In terms of what can be done to correct this, the very first thing that needs to be done really cannot be overstated: Massive educational efforts are required to help people understand the consequences of what is in fact a devastatingly problematic political economy. We must have a huge effort to educate, because people don’t have any idea. They know that they are sick, but they look at and think about it as an individual problem, not something that is caused by the organization of society. Only through education may they learn this.

But what we need is a systematic government‐directed campaign that is not oriented toward the needs of any particular business or indeed toward business in general but that instead places the needs of the people in the foreground. I mean the great irony, the cruel irony, of digital capitalism is that this technology could be used for the most positive purposes. It could be used in the most beneficial ways to clean up the environment and to create a society in which justice rather than private profit would dominate decision‐ making—that is, to replace the whole system of institutions that produces the terrible outcomes that we now have. So I am not against the technology, but I am not for it either. The technology in itself is not the issue: The technology has to be seen in terms of the social relations in which it is encased. So we must try to produce a different set of uses and pressures and constraints for the technology, so that all over the world technology is dedicated to un‐self‐interested and genuinely human purposes.

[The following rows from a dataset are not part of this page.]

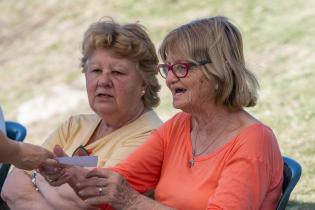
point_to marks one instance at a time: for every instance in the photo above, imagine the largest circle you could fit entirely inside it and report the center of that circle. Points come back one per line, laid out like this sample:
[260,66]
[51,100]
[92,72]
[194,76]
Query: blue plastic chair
[291,175]
[17,132]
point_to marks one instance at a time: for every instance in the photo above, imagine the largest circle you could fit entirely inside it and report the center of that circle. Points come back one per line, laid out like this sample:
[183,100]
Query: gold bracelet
[33,179]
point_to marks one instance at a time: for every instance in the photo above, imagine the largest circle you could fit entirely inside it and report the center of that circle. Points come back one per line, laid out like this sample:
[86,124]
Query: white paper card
[84,161]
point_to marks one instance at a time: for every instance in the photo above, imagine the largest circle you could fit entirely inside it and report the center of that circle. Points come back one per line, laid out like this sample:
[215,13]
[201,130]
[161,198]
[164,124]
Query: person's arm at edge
[26,197]
[26,156]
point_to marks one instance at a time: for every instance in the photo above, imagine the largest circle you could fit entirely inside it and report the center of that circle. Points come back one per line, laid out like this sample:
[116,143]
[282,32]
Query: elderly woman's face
[114,86]
[192,92]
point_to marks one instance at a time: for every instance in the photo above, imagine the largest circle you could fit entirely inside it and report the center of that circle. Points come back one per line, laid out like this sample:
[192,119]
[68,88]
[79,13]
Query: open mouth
[104,95]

Wang Jianfeng: In your speech, you mentioned that the American idea of “free flow of information” was in fact refuted by the Economist decades ago. However, the idea is still advocated by some countries. What do you think of it?

Dan Schiller:

Free flow as a concept has great rhetorical appeal: It sounds like an uncomplicated ideal, something that is simply good for everybody. Actually, though, the concept is far from transparent. Under present circumstances, free flow of information is not a normative ideal but a political platform. The policy of free flow of information serves the interests of powerful US social and political actors, as indeed it has since before the Second World War, as Herbert Schiller showed in an article published 40 years ago. Free flow is a policy that the US companies and state agencies have used to advance their overseas expansion. By equating the free movement of capital with freedom of information they arm themselves with a rationale for what they are determined to do anyway. In the actually‐existing world of US transnational capitalism, free flow betokens not a genuine commitment to human rights but a self‐interested slogan used to justify the current organization of profit‐making. To attain freedom of information for everybody— for all societies and, indeed, for all individuals—we will need to reconstruct the actually‐ existing political economy.

Of course, there is still an authentic need for freedom of information. Universal freedom to formulate ideas in public and to exchange them with one another is a vital precondition for human well‐being. How do we get from here to there? I don’t have a stock answer to that. It is one of the foremost challenges that we face. Corporations and states must not be permitted to set terms for us because, in my view, until and unless ordinary people set the standard, we will remain in trouble. But how we get to that, I can’t foretell.